Mission Effectiveness Assessment of Solar-Powered Unmanned Surface Vehicles Considering Hardware States and Energy Levels

Yaqiang Lu, Jipeng Zhang, Chao Song, Fankai Meng, Yu Song

An improved availability–dependability–capability (ADC) assessment framework is proposed for evaluating the mission effectiveness of solar-powered unmanned surface vehicles (USVs) under the coupled effects of hardware state transitions and stochastic energy supply. Within the availability and dependability dimensions, a joint state space is constructed that couples hardware condition states with battery state of charge (SOC). A Monte Carlo simulation driven by real solar irradiance data is used to derive the initial probability distribution and the dynamic state transition matrix. In the capability dimension, a hierarchical index system is established, and a hierarchical Criteria Importance Through Intercriteria Correlation (CRITIC) method is introduced to achieve objective weighting that accounts for inter-index correlations across multiple levels.
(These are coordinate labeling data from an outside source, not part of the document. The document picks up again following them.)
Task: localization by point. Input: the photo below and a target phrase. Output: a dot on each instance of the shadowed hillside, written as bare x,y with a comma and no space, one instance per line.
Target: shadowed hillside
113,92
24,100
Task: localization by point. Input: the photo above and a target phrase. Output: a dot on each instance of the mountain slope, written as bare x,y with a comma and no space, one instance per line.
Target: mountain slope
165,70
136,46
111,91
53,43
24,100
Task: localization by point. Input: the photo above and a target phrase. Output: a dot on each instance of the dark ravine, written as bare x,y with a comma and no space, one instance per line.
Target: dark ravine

Case-study calculations for a typical task profile yield a baseline mission effectiveness of approximately 0.661934. Comparative analysis reveals that neglecting the dynamic evolution of the energy state overestimates effectiveness by 38.94%, whereas ignoring random hardware failures produces a deviation of roughly 9.48%. These findings indicate that, while energy-state dynamics impose the dominant constraint on mission performance, the contribution of hardware degradation remains substantial. The concurrent influence of both limiting factors confirms the necessity of an assessment framework that explicitly integrates hardware and energy states, as developed in this work.